Of the six channels that are to be transferred to Zee Entertainment, at least four hold immense potential. Zee Marathi is a market leader in terms of viewership while Zee Bangla is second in its market. Zee Telugu and Zee Kannada also figure among the top few viewed channels in the respective regions, according to data from TAM Media Research.

Zee News generates over 79 per cent of revenues from advertising, which is driven mainly by its regional viewership.

With regional advertising holding the key for most media companies — both print and television — in driving revenue growth, Zee Entertainment would benefit by the addition to its bouquet.



Evidence to this fact is that Zee News has seen its advertising revenues grow by 26.4 per cent in the latest September quarter compared to a year ago, whereas Zee Entertainment, with a pan-India reach, has seen a fall of 13 per cent on this front. The regional entertainment channels that Zee News is hiving off have contributed 65.2 per cent (or Rs 340.3 crore) of its revenues and 95.3 per cent (or Rs 79.7 crore)of its operating profits (EBITDA) based on FY09 numbers. The profitability has only improved in the first half of the current fiscal.

Zee TV has consistently been among the top two-three channels in the Hindi general entertainment space, the biggest and most lucrative genre.

This space is characterised by concentration among the top three as the gulf in viewership between them and channels such as Sony Entertainment and NDTV Imagine, is quite wide.

Zee Cinema, another property, also garners top viewership. These augur well for advertising spends of companies that look for slots that rake in maximum watchers.

Advertising apart, Zee Entertainment derives 45 per cent of its revenues from subscription. With the penetration of DTH and the digitisation mandated by the telecom regulator, this segment will also be a key revenue driver.

This creates a highly desirable mix aided by strength of the regional channels that it would own in growing advertising revenues.

Over the past year, the company has also reined in its biggest cost component incurred in programming and operating.

Though this acquisition would entail a dilution of 11.6 per cent for Zee Entertainment, the addition of the new channels to its offerings would more than compensate for this over the next two-three years.
Low on potential

From Zee News’ perspective, it is giving away its best channels in this scheme of arrangement.

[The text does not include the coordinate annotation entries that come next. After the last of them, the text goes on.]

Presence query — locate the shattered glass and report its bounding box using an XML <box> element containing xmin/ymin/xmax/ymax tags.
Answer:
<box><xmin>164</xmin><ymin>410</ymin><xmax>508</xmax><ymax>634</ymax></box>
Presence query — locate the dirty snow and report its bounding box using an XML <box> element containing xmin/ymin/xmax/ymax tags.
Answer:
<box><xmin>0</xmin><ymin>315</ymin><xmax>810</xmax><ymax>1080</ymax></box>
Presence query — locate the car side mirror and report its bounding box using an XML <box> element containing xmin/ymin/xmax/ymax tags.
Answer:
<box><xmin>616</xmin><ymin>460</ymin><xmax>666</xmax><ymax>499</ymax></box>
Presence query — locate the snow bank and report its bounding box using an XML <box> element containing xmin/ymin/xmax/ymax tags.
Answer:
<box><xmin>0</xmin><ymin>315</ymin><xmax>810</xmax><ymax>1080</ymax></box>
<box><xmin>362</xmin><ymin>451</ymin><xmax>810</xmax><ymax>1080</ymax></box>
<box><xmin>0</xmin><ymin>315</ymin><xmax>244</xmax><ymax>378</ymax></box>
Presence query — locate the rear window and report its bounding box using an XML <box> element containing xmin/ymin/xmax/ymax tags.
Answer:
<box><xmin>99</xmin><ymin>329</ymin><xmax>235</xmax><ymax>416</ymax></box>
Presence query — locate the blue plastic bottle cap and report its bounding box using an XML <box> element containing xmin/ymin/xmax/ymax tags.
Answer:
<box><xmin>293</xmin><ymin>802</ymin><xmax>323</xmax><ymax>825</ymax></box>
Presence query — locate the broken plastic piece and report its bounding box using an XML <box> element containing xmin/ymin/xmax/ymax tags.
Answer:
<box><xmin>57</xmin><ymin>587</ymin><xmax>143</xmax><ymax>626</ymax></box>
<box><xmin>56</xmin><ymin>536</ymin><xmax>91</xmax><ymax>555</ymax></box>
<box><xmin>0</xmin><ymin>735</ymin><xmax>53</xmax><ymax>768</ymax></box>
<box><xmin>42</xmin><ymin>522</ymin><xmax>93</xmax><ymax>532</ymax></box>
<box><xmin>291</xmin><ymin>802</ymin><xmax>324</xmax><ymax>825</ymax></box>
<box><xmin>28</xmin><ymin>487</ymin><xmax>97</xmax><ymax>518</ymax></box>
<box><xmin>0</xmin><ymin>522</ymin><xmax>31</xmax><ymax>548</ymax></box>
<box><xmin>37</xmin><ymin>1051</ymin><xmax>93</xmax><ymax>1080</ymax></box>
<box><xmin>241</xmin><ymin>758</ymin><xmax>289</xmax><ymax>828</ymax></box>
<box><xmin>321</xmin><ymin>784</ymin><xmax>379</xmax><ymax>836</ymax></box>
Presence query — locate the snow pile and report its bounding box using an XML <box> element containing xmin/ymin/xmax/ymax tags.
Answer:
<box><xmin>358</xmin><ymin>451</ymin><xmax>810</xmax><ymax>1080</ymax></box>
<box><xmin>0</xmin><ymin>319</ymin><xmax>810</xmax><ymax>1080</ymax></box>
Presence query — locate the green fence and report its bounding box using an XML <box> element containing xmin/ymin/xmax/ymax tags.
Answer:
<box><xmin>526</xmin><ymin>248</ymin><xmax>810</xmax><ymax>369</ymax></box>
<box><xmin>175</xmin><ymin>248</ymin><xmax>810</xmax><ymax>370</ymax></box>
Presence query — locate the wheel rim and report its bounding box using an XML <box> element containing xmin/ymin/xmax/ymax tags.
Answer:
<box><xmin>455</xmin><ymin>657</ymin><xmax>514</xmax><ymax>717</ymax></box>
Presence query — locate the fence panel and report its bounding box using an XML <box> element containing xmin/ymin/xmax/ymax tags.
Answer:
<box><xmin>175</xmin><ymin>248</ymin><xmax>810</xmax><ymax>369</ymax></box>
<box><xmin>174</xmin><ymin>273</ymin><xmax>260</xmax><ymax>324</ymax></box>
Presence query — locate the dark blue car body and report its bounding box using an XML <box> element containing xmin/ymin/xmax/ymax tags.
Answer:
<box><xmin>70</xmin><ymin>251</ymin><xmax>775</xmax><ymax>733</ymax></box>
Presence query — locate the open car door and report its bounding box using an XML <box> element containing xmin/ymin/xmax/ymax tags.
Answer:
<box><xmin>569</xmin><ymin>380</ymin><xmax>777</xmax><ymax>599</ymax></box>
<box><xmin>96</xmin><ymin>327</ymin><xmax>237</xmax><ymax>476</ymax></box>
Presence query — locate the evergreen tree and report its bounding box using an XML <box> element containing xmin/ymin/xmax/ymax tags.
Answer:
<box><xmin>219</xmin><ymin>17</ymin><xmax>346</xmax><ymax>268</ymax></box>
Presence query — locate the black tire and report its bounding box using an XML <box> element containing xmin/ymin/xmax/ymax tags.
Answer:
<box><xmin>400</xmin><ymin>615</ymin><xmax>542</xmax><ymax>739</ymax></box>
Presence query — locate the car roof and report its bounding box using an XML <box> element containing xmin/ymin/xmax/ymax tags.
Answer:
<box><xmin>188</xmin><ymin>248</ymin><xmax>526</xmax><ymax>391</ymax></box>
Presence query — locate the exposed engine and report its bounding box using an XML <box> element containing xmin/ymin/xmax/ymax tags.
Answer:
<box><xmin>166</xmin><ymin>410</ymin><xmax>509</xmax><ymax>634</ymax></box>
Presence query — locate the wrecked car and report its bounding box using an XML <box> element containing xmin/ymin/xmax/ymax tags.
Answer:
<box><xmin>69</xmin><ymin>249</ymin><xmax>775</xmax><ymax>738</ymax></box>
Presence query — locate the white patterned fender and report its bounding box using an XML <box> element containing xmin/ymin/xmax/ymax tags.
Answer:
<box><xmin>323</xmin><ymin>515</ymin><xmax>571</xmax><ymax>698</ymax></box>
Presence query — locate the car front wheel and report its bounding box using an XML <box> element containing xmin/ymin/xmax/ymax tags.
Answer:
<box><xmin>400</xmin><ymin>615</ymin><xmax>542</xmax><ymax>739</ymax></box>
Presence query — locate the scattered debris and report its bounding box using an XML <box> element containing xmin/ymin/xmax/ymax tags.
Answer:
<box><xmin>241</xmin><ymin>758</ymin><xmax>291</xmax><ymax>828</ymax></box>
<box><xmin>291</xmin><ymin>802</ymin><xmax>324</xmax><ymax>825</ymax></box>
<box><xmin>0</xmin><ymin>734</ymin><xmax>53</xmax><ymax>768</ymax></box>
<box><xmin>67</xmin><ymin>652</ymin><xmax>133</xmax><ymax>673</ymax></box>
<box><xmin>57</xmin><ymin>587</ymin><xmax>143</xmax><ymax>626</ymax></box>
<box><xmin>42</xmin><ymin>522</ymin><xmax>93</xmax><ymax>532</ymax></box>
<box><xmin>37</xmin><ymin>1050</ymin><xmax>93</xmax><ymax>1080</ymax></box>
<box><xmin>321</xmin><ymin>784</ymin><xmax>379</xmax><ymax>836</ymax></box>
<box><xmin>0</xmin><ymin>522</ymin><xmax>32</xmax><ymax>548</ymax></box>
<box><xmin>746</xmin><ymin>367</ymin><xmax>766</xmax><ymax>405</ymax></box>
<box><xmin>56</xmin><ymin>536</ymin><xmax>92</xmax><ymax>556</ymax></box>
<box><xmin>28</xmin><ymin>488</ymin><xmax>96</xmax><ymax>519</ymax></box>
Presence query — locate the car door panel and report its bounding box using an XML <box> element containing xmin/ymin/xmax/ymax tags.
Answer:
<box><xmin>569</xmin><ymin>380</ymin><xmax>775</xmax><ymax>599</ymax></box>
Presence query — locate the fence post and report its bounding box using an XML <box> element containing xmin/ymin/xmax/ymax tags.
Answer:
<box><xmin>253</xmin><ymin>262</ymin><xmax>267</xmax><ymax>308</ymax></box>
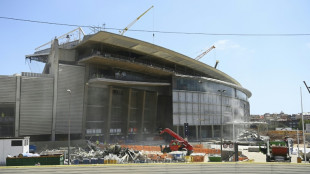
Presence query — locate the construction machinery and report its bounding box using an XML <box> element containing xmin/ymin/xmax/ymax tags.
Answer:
<box><xmin>195</xmin><ymin>45</ymin><xmax>215</xmax><ymax>60</ymax></box>
<box><xmin>120</xmin><ymin>5</ymin><xmax>154</xmax><ymax>35</ymax></box>
<box><xmin>260</xmin><ymin>138</ymin><xmax>292</xmax><ymax>162</ymax></box>
<box><xmin>160</xmin><ymin>128</ymin><xmax>194</xmax><ymax>155</ymax></box>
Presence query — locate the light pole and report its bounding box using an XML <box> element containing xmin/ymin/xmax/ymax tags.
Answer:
<box><xmin>198</xmin><ymin>80</ymin><xmax>202</xmax><ymax>144</ymax></box>
<box><xmin>67</xmin><ymin>89</ymin><xmax>71</xmax><ymax>165</ymax></box>
<box><xmin>218</xmin><ymin>90</ymin><xmax>225</xmax><ymax>161</ymax></box>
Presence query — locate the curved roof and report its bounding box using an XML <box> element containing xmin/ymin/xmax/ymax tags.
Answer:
<box><xmin>77</xmin><ymin>31</ymin><xmax>251</xmax><ymax>96</ymax></box>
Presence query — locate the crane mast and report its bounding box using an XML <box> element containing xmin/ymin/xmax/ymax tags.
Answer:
<box><xmin>120</xmin><ymin>5</ymin><xmax>154</xmax><ymax>35</ymax></box>
<box><xmin>195</xmin><ymin>45</ymin><xmax>215</xmax><ymax>60</ymax></box>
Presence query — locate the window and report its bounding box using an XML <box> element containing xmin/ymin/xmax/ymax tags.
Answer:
<box><xmin>11</xmin><ymin>140</ymin><xmax>23</xmax><ymax>146</ymax></box>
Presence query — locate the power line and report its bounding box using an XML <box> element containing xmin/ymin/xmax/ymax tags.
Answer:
<box><xmin>0</xmin><ymin>16</ymin><xmax>310</xmax><ymax>37</ymax></box>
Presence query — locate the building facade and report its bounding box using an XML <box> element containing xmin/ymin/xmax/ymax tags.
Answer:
<box><xmin>0</xmin><ymin>31</ymin><xmax>251</xmax><ymax>142</ymax></box>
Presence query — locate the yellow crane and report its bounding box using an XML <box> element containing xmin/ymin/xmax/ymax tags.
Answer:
<box><xmin>119</xmin><ymin>5</ymin><xmax>154</xmax><ymax>35</ymax></box>
<box><xmin>195</xmin><ymin>45</ymin><xmax>215</xmax><ymax>60</ymax></box>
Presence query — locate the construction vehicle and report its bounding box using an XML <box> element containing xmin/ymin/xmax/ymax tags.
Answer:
<box><xmin>259</xmin><ymin>138</ymin><xmax>292</xmax><ymax>162</ymax></box>
<box><xmin>160</xmin><ymin>128</ymin><xmax>194</xmax><ymax>155</ymax></box>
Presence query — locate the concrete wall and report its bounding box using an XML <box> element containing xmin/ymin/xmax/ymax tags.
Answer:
<box><xmin>0</xmin><ymin>137</ymin><xmax>29</xmax><ymax>166</ymax></box>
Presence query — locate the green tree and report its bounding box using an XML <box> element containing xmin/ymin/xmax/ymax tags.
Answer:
<box><xmin>298</xmin><ymin>119</ymin><xmax>310</xmax><ymax>130</ymax></box>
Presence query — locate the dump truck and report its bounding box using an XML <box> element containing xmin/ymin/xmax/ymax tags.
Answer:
<box><xmin>259</xmin><ymin>138</ymin><xmax>292</xmax><ymax>162</ymax></box>
<box><xmin>160</xmin><ymin>128</ymin><xmax>194</xmax><ymax>155</ymax></box>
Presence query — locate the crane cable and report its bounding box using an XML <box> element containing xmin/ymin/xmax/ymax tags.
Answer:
<box><xmin>0</xmin><ymin>16</ymin><xmax>310</xmax><ymax>37</ymax></box>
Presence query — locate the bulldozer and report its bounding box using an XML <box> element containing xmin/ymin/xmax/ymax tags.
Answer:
<box><xmin>259</xmin><ymin>137</ymin><xmax>292</xmax><ymax>162</ymax></box>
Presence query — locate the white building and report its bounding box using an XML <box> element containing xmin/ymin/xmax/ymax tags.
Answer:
<box><xmin>0</xmin><ymin>137</ymin><xmax>29</xmax><ymax>166</ymax></box>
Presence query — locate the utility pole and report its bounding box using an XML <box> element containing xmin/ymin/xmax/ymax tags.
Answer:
<box><xmin>67</xmin><ymin>89</ymin><xmax>71</xmax><ymax>165</ymax></box>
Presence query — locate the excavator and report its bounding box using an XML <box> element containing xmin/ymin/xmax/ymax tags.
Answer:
<box><xmin>160</xmin><ymin>128</ymin><xmax>194</xmax><ymax>155</ymax></box>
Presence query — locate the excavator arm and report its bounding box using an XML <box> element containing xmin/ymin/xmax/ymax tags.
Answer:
<box><xmin>160</xmin><ymin>128</ymin><xmax>194</xmax><ymax>151</ymax></box>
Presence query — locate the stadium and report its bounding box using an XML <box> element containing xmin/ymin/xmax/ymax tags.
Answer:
<box><xmin>0</xmin><ymin>31</ymin><xmax>251</xmax><ymax>142</ymax></box>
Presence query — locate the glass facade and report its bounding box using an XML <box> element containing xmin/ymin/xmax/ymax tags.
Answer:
<box><xmin>173</xmin><ymin>77</ymin><xmax>250</xmax><ymax>126</ymax></box>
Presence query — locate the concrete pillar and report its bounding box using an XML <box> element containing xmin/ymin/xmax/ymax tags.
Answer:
<box><xmin>195</xmin><ymin>125</ymin><xmax>199</xmax><ymax>141</ymax></box>
<box><xmin>82</xmin><ymin>65</ymin><xmax>89</xmax><ymax>139</ymax></box>
<box><xmin>48</xmin><ymin>39</ymin><xmax>59</xmax><ymax>141</ymax></box>
<box><xmin>211</xmin><ymin>124</ymin><xmax>214</xmax><ymax>138</ymax></box>
<box><xmin>140</xmin><ymin>91</ymin><xmax>146</xmax><ymax>140</ymax></box>
<box><xmin>15</xmin><ymin>76</ymin><xmax>21</xmax><ymax>137</ymax></box>
<box><xmin>125</xmin><ymin>88</ymin><xmax>132</xmax><ymax>136</ymax></box>
<box><xmin>104</xmin><ymin>86</ymin><xmax>113</xmax><ymax>143</ymax></box>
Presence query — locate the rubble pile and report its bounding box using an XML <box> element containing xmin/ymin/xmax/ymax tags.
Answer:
<box><xmin>41</xmin><ymin>141</ymin><xmax>147</xmax><ymax>164</ymax></box>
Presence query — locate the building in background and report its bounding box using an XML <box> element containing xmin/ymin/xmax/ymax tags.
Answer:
<box><xmin>0</xmin><ymin>31</ymin><xmax>251</xmax><ymax>142</ymax></box>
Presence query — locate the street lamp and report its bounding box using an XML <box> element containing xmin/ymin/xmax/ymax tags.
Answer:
<box><xmin>67</xmin><ymin>89</ymin><xmax>71</xmax><ymax>165</ymax></box>
<box><xmin>218</xmin><ymin>90</ymin><xmax>225</xmax><ymax>160</ymax></box>
<box><xmin>198</xmin><ymin>80</ymin><xmax>202</xmax><ymax>144</ymax></box>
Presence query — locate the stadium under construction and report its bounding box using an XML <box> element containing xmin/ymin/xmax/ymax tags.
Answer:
<box><xmin>0</xmin><ymin>28</ymin><xmax>251</xmax><ymax>142</ymax></box>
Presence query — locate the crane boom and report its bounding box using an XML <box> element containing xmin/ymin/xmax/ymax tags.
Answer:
<box><xmin>195</xmin><ymin>45</ymin><xmax>215</xmax><ymax>60</ymax></box>
<box><xmin>120</xmin><ymin>5</ymin><xmax>154</xmax><ymax>35</ymax></box>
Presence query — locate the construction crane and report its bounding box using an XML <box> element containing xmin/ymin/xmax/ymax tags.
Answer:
<box><xmin>119</xmin><ymin>5</ymin><xmax>154</xmax><ymax>35</ymax></box>
<box><xmin>195</xmin><ymin>45</ymin><xmax>215</xmax><ymax>60</ymax></box>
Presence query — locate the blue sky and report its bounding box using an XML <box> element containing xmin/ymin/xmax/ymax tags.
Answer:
<box><xmin>0</xmin><ymin>0</ymin><xmax>310</xmax><ymax>114</ymax></box>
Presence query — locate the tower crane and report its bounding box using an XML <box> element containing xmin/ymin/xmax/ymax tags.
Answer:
<box><xmin>119</xmin><ymin>5</ymin><xmax>154</xmax><ymax>35</ymax></box>
<box><xmin>195</xmin><ymin>45</ymin><xmax>215</xmax><ymax>60</ymax></box>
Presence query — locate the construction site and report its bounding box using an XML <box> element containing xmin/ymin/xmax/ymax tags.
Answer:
<box><xmin>0</xmin><ymin>6</ymin><xmax>310</xmax><ymax>166</ymax></box>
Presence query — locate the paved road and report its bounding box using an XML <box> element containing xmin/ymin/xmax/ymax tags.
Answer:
<box><xmin>0</xmin><ymin>163</ymin><xmax>310</xmax><ymax>174</ymax></box>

Shareholders may retain the shares till they receive Zee Entertainment shares and may offload their holding in Zee News thereafter.

In any case at the current price of Rs 52.4, the market may have already factored in the swap ratio. After the demerger, Zee News would be left with channels that do not command substantial viewership.

Zee News is a distant fourth in the Hindi News segment, which has more than 10 players; Zee Business, second in the duopoly hindi business segment, commands little over half the viewership of market leader CNBC Awaaz. Zee Tamizh, Zee Punjabi and Zee 24 Gantalu have had little progress in garnering television rating points (TRPs) in their limited period of operations.

All this is likely to have a telling effect on advertising revenues that was the key to Zee News’ growth story.

News by itself does not garner the kind of viewership that general entertainment as a genre does.

A standalone news entity would be faced with an uphill task in scaling up revenues on its own , let alone generating profitability.

Most of the big news channels of large media houses have not turned profitable despite many years in operation, indicating the uncertainprospects that this genre faces.